A recent case from the Iowa family courts involving a bizarre court filing demonstrates just how irrational the emotions of divorce can make some people.
An Iowa man going through a divorce wants to fight his ex-wife or her attorney with a sword
Some people do see divorce itself or the term set by the family courts as dehumanizing or offensive. When someone believes that the actions of the courts or their former spouse impact their honor or reputation, they may have a powerful impulse to counter what they see as damage to their reputation.
A man in Iowa came up with a solution for the perceived slights against his honor that is as morally questionable as it is legally problematic. He filed the request with the family courts to resolve the disputes in his divorce via a trial by combat. He went so far as to ask for 12 weeks of “lead time” in order to locate either katana or wakizashi Japanese swords that would be battle ready for the trial by combat.
In his filing, the man in question points out that neither the Iowa state nor the federal Constitution or laws specifically prohibit trial by combat. However, his strategy appears to have backfired almost instantly. His wife’s attorney not only pointed out a significant misspelling in his initial filing, but he also requested that the courts terminate visitation for the man in question and mandate a psychological evaluation.

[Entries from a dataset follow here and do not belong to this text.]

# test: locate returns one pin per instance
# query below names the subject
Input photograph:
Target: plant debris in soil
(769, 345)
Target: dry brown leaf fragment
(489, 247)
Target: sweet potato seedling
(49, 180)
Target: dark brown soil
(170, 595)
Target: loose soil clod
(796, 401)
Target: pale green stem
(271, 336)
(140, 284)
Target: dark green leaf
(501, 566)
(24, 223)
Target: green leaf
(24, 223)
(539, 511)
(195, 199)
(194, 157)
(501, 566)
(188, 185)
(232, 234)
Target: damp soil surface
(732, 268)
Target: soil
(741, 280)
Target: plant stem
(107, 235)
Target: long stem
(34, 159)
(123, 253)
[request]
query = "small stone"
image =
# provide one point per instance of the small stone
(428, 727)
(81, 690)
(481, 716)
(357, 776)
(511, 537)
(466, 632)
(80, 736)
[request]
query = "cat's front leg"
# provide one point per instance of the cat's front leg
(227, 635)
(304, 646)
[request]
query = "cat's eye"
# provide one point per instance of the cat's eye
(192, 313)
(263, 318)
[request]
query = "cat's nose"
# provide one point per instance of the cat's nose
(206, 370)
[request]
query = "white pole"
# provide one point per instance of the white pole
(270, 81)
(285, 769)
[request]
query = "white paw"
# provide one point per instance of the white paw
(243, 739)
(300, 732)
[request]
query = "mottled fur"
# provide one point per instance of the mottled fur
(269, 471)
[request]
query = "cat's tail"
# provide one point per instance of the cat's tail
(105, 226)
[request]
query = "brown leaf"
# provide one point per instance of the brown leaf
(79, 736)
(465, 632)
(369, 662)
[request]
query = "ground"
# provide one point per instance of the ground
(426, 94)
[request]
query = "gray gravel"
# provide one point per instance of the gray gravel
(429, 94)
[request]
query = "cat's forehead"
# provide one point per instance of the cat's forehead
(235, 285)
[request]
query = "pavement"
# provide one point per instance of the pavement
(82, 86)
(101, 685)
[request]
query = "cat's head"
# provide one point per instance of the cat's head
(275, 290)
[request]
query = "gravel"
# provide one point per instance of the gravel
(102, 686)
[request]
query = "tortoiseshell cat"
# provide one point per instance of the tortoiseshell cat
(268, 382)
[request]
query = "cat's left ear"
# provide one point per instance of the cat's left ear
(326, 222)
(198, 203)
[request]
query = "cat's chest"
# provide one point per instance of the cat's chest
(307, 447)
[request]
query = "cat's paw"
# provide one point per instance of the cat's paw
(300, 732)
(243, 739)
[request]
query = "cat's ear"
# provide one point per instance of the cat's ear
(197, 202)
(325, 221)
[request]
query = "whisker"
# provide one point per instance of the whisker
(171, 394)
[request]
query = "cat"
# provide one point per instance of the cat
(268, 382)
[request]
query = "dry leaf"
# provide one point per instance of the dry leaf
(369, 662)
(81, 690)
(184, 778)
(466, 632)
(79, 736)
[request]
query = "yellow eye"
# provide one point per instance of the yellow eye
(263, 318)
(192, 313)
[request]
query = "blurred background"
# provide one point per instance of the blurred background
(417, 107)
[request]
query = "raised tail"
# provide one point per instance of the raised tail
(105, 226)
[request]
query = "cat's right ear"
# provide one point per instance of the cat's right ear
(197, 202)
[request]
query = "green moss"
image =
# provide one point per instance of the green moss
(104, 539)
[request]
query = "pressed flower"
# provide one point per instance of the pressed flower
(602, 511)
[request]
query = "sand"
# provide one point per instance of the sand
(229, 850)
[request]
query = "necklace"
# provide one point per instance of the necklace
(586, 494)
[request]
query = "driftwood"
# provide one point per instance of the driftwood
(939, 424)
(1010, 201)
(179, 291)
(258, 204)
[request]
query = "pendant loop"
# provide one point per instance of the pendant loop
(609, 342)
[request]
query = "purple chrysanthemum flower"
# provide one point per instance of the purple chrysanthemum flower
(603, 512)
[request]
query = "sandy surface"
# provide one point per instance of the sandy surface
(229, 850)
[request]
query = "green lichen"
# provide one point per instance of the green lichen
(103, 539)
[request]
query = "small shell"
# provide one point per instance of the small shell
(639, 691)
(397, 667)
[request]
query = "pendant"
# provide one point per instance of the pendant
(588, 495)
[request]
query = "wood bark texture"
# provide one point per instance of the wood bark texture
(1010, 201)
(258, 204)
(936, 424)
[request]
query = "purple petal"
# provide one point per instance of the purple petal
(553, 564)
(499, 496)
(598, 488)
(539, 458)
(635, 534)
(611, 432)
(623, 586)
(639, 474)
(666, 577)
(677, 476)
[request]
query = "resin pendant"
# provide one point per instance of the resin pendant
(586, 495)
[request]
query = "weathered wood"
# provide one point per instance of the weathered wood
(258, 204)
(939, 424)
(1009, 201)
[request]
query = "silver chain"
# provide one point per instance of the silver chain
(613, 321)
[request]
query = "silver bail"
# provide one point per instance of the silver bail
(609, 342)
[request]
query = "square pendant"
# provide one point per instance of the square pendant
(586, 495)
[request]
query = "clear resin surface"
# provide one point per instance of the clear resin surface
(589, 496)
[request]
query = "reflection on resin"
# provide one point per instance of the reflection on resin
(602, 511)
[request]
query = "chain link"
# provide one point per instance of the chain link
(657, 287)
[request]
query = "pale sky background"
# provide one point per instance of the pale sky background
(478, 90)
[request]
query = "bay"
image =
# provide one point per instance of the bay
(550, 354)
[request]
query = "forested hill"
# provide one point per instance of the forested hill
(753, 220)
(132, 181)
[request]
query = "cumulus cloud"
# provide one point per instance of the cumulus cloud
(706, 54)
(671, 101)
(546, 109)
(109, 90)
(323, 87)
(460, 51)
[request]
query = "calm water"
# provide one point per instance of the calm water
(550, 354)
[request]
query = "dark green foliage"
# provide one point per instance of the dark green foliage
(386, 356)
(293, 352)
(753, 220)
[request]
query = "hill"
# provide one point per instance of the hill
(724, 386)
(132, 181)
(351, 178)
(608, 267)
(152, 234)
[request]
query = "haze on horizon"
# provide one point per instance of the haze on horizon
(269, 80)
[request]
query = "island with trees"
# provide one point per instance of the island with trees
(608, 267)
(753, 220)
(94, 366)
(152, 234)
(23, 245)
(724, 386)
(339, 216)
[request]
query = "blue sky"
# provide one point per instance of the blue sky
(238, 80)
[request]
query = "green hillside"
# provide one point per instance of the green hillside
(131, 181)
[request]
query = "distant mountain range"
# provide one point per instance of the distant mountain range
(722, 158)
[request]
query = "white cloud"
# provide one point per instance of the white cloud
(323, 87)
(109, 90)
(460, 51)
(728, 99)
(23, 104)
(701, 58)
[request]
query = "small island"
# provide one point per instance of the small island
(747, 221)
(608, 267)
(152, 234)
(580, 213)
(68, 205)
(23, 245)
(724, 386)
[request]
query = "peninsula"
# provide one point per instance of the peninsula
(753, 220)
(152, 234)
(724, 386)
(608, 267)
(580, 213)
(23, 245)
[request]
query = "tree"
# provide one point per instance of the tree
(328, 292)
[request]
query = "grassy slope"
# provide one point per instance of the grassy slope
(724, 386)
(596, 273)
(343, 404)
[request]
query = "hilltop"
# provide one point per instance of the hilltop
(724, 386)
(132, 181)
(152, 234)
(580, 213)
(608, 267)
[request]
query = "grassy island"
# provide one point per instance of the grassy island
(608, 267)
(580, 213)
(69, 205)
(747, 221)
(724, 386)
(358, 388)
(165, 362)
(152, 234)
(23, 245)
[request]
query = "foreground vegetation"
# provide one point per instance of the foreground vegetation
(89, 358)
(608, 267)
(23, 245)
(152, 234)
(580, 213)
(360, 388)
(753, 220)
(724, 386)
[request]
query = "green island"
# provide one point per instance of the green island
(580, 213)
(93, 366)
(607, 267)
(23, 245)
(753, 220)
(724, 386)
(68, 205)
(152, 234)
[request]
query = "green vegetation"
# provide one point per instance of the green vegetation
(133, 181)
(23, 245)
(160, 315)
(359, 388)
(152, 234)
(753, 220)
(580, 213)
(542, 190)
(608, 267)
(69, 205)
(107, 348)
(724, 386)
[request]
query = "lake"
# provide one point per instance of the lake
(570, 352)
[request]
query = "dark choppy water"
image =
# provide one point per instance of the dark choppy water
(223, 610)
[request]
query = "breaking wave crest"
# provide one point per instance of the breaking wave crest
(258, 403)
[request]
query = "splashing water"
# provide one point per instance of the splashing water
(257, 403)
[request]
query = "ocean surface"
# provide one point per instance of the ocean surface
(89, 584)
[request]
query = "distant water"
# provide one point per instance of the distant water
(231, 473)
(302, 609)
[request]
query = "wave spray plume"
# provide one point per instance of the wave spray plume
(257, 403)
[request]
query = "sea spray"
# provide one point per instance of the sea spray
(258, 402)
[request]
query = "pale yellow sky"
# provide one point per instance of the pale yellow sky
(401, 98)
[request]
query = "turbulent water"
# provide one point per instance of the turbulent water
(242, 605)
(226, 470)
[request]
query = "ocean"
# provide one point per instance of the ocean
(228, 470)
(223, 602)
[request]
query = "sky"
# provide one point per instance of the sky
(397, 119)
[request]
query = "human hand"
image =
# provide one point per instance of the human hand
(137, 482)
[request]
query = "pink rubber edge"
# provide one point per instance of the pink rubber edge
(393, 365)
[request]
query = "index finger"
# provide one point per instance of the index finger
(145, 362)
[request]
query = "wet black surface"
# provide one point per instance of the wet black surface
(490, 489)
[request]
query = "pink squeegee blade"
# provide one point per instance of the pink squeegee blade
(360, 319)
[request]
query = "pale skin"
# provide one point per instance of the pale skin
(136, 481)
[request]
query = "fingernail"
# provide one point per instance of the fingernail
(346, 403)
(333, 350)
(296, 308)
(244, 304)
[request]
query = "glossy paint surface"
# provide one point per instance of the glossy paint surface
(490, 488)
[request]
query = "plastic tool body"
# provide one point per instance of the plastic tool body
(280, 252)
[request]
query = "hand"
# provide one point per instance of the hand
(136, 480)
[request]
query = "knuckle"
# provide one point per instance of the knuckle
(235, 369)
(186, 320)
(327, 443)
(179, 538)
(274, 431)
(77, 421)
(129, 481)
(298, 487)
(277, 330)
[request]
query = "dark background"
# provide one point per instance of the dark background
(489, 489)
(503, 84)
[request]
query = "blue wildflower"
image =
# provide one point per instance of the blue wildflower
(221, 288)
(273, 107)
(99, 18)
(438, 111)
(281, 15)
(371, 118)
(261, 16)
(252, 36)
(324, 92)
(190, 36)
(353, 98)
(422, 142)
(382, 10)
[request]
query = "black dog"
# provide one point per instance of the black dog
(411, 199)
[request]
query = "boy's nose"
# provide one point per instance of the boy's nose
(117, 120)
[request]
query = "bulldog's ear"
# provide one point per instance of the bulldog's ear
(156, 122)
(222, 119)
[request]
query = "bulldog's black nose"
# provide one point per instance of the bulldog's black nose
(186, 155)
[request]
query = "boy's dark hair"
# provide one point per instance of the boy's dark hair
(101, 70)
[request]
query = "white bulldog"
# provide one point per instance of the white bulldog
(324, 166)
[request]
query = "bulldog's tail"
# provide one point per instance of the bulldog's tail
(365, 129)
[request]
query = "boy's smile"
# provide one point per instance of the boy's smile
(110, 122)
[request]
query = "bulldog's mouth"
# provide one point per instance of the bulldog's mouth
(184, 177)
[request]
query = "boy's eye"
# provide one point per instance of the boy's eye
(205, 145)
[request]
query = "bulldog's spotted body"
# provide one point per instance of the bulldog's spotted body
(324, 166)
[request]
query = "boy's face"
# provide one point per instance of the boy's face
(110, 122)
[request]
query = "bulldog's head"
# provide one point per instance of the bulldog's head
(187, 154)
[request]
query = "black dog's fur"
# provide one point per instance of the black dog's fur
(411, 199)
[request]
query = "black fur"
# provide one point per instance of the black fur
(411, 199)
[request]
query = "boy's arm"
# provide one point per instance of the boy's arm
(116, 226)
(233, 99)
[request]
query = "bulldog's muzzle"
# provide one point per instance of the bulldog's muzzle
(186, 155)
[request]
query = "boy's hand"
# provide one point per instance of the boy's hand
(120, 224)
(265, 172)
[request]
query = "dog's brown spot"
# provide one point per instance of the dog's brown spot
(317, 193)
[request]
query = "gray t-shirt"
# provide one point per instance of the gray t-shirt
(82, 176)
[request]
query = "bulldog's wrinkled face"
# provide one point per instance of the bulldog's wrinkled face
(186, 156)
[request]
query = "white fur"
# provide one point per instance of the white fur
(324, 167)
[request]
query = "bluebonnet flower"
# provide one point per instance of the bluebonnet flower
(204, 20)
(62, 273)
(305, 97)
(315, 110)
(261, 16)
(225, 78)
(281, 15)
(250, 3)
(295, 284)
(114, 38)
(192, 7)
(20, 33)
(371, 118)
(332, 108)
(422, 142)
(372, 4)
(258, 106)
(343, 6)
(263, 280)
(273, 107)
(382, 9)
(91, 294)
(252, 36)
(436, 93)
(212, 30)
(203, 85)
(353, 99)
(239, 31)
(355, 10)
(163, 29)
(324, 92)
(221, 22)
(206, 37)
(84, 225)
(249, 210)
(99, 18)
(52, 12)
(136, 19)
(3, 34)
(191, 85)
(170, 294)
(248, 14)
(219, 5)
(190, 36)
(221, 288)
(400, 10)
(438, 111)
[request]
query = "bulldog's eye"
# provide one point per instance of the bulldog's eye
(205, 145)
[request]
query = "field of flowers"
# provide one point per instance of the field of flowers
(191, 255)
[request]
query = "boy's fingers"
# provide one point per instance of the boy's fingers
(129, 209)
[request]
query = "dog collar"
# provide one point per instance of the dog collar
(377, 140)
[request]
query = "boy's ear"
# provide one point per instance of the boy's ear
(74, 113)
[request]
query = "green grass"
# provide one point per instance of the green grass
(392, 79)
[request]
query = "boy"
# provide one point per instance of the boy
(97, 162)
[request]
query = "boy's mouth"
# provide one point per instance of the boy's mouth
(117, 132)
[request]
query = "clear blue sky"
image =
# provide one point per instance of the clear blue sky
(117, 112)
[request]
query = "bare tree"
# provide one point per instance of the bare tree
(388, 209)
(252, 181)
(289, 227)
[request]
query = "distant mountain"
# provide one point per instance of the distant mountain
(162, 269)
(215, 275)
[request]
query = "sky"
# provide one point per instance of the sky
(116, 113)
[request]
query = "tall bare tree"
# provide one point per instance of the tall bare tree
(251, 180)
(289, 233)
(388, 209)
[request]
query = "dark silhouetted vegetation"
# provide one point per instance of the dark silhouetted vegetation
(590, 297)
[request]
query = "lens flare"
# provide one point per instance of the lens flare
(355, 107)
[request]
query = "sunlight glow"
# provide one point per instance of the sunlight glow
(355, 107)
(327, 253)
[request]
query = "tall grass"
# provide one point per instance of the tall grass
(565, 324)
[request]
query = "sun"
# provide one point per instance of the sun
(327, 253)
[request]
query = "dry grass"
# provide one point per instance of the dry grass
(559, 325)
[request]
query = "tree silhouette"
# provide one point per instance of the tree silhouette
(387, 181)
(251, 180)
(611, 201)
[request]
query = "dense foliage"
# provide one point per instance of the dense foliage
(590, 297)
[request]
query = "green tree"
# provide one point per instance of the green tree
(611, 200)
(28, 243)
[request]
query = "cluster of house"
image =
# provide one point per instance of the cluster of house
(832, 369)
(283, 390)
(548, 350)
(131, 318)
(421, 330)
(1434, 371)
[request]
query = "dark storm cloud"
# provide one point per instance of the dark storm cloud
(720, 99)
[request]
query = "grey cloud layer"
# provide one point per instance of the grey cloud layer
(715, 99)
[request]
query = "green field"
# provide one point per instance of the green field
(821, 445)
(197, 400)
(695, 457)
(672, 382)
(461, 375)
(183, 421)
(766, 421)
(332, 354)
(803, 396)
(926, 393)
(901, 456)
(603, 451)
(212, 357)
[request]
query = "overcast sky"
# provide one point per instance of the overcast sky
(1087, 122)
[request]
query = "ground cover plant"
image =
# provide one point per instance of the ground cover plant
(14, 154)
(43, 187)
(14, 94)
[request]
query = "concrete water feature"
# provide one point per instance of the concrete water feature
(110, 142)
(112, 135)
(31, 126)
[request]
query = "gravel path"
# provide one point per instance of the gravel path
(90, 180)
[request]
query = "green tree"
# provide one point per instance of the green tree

Violence is never the solution to family law problems
Just like you can’t abuse or intimidate your spouse into staying in an unhappy marriage, you cannot use the courts as a means to threaten violence against your spouse. Such threats can impact how the courts rule in your divorce.
Requesting a trial by combat is effectively asking the courts to sanction interpersonal violence. Potential violence could influence your custody time with your children and cause other problems with your pending family law case, including giving rise to questions about your mental and emotional state.